Immediately following the meal, participants once again rated their hunger, fullness, thirst, nausea, and how much they thought they actually ate. After the last test meal on the fourth week, they were also asked to rank the three vegetables in order of preference.
Researchers calculated the amount and total calories of each meal before it was served and after the participants had finished. They found that vegetable consumption was significantly affected by variety. In fact, participants ate nearly half a serving more of the mixed veggies than any one single vegetable offered.
This remained true even when the researchers took into account people’s personal preference for one vegetable over another. Of the 66 subjects, 41 liked the broccoli best, followed by peas with 14, and carrots with 11 supporters. When mixed consumption was compared against a person’s personal favorite, they still ate one-third more when offered the variety.
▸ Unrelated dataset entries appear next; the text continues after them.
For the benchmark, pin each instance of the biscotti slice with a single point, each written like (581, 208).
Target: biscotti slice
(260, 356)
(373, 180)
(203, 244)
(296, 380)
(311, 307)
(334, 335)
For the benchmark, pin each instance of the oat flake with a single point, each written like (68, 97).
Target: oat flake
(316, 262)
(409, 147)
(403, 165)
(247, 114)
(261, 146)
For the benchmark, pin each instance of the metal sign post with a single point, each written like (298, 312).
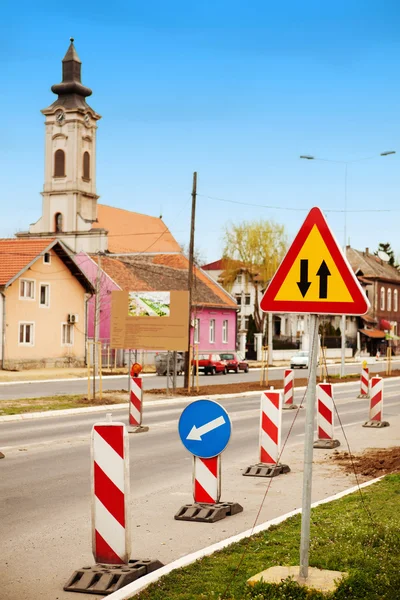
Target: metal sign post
(308, 450)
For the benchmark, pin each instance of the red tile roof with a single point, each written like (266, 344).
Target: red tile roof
(164, 272)
(17, 254)
(130, 232)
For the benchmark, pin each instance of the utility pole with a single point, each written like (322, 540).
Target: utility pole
(96, 325)
(190, 278)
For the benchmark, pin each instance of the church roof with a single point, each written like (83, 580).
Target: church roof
(130, 232)
(165, 272)
(71, 92)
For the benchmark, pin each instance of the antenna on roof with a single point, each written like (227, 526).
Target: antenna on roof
(383, 256)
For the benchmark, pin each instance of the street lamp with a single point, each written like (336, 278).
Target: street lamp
(345, 163)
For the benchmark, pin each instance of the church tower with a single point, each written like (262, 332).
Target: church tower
(69, 193)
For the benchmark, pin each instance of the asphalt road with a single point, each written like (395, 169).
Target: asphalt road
(45, 486)
(35, 389)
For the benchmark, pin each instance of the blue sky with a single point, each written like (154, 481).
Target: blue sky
(235, 90)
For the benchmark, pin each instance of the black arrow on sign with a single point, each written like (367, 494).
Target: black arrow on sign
(323, 274)
(304, 284)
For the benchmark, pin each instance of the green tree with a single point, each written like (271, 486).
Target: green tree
(389, 251)
(254, 248)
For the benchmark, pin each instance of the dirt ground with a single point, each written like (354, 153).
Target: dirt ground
(373, 462)
(238, 388)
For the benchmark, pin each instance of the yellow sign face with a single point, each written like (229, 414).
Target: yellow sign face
(316, 253)
(315, 277)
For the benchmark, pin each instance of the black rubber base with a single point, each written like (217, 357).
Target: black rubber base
(106, 579)
(376, 424)
(208, 513)
(326, 444)
(263, 470)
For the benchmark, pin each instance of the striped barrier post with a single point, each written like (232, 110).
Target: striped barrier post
(207, 479)
(270, 437)
(136, 400)
(110, 497)
(325, 417)
(288, 389)
(364, 383)
(110, 516)
(376, 404)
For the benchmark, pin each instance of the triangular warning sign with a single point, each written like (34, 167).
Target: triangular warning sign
(315, 277)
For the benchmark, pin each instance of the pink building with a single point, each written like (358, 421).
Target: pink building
(214, 313)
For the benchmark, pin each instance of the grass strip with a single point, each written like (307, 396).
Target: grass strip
(29, 405)
(343, 538)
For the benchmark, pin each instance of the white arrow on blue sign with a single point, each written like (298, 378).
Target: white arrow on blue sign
(204, 428)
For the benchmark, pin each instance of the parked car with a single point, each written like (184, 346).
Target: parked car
(161, 363)
(300, 360)
(235, 362)
(210, 364)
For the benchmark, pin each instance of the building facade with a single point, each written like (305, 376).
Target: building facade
(42, 305)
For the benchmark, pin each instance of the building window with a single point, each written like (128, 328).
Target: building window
(58, 222)
(225, 331)
(389, 300)
(382, 298)
(27, 289)
(212, 331)
(67, 336)
(59, 163)
(26, 334)
(44, 297)
(196, 337)
(86, 166)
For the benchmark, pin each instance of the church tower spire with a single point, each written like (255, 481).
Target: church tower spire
(71, 92)
(69, 192)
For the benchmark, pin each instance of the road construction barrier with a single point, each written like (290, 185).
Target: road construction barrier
(136, 400)
(376, 404)
(111, 544)
(325, 417)
(364, 383)
(288, 389)
(110, 500)
(270, 437)
(207, 479)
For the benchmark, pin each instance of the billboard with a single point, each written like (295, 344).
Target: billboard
(149, 320)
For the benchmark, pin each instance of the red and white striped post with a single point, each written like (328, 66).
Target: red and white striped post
(110, 493)
(288, 389)
(136, 400)
(270, 437)
(376, 404)
(207, 479)
(325, 417)
(364, 383)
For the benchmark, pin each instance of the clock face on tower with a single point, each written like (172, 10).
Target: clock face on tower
(60, 116)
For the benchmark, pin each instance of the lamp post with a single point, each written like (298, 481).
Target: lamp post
(345, 163)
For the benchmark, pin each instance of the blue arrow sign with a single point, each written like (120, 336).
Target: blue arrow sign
(204, 428)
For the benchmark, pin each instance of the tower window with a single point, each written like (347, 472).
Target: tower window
(59, 163)
(86, 165)
(58, 222)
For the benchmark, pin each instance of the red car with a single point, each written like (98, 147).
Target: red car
(234, 362)
(210, 363)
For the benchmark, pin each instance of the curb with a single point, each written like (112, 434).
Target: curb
(140, 584)
(178, 400)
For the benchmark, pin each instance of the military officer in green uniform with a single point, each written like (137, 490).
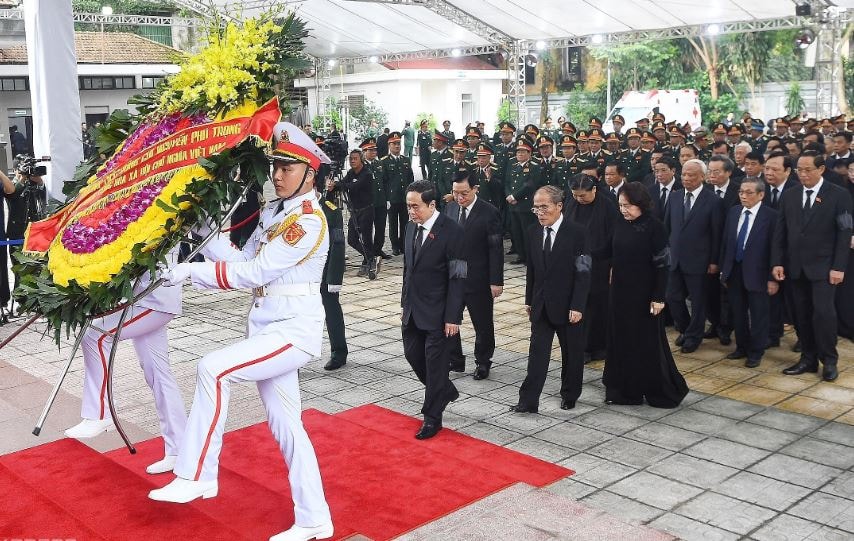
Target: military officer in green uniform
(450, 167)
(596, 154)
(635, 159)
(488, 175)
(333, 276)
(549, 163)
(396, 174)
(473, 137)
(523, 179)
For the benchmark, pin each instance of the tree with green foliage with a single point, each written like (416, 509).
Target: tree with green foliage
(361, 118)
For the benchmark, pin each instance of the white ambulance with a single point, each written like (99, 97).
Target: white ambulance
(677, 105)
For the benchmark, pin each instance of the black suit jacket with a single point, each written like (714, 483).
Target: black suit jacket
(815, 242)
(432, 293)
(482, 244)
(655, 194)
(695, 241)
(756, 265)
(555, 287)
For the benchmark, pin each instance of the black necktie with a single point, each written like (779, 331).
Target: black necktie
(547, 246)
(419, 238)
(808, 203)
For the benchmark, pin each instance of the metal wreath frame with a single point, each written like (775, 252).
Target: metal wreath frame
(125, 308)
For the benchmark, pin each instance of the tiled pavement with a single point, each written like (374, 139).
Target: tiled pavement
(751, 454)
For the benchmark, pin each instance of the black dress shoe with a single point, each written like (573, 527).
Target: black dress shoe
(799, 368)
(334, 364)
(829, 372)
(519, 408)
(689, 347)
(428, 430)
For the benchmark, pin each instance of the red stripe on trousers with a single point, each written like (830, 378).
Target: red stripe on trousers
(219, 401)
(104, 360)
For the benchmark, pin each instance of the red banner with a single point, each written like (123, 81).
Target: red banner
(180, 149)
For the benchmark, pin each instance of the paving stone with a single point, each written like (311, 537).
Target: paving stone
(758, 436)
(630, 452)
(761, 490)
(728, 453)
(727, 407)
(726, 513)
(696, 471)
(825, 452)
(688, 529)
(596, 471)
(654, 490)
(795, 470)
(621, 506)
(610, 421)
(827, 509)
(669, 437)
(786, 421)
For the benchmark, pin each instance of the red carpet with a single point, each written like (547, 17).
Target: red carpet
(380, 482)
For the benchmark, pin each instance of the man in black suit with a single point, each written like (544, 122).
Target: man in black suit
(746, 269)
(718, 309)
(482, 245)
(665, 184)
(556, 287)
(810, 249)
(432, 299)
(779, 177)
(694, 224)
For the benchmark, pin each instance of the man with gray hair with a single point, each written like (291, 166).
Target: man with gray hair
(694, 225)
(556, 288)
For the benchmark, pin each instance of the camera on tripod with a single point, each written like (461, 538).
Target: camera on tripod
(28, 165)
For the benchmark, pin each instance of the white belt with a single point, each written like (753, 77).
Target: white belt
(288, 290)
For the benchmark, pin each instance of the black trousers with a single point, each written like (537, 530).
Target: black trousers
(334, 324)
(361, 224)
(718, 309)
(519, 222)
(681, 286)
(571, 340)
(380, 215)
(397, 220)
(480, 305)
(750, 313)
(427, 354)
(815, 317)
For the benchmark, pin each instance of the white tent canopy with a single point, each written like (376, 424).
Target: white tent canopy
(365, 28)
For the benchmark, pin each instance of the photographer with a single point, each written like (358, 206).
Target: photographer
(358, 189)
(26, 199)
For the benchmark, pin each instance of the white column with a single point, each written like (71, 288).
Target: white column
(52, 63)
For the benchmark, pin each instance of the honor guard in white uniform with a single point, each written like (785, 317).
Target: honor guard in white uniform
(145, 324)
(282, 263)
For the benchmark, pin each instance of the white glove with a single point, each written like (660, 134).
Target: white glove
(177, 274)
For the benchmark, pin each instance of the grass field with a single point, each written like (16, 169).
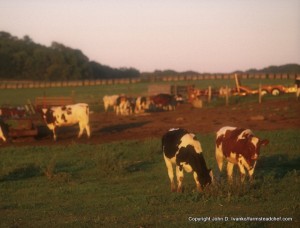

The best part was that, even though the participants ate more when offered the mixed vegetables, because the choices were lower calorie and higher fiber, their overall caloric intake did not increase by much. Additionally, there were no significant changes in subjects’ ratings of hunger, fullness, thirst, nausea, or projected consumption either before or after the meals.
Researchers did note that one key to the success of the test was that each vegetable varied in color and texture, as well as shape and taste. And, of course, the butter on the broccoli didn’t hurt.
Based on these results, researchers concluded, “Increasing the variety of healthy low-energy-dense vegetable at a meal can be used strategically to increase their intake.”
Mix It Up
There is no question we all need to eat more vegetables. This study gives us a few great tools to lean on. First and foremost, give yourself lots of options to choose from at a meal. Second, play with seasonings.
For the first suggestion, here are a few ideas to get you going:
1. For breakfast, make an omelet with peppers, onions, mushrooms and eggplant.
2. For lunch, toss spinach and chopped romaine lettuce with scallions, cucumbers, celery and water chestnuts.
3. At dinner, keep your protein portion to five or six ounces and serve with pureed cauliflower, steamed broccoli and snap peas.
4. For a snack, try babaganoush (eggplant based) with baby carrots, endive and celery.
As for seasoning, season your veggies with herbs, infused olive oil, and fragrant spices, such as garlic and ginger.
 Rolls BJ et al. Variety in a meal enhances food intake in man. Physiol Behav. 1981;26(2):215-21.
 Rolls BJ. Sensory-specific satiety and variety in the meal. In: Dimensions of the Meal: The Science, Culture, Business and Art of Eating.Gaithersburg,MD: Aspen Publishers, Inc;2000:107-16
 Meengs JS et al. Vegetable variety: an effective strategy to increase vegetable intake in adults. J Acad Nutr Diet. 2012 Aug;112(8):1211-5.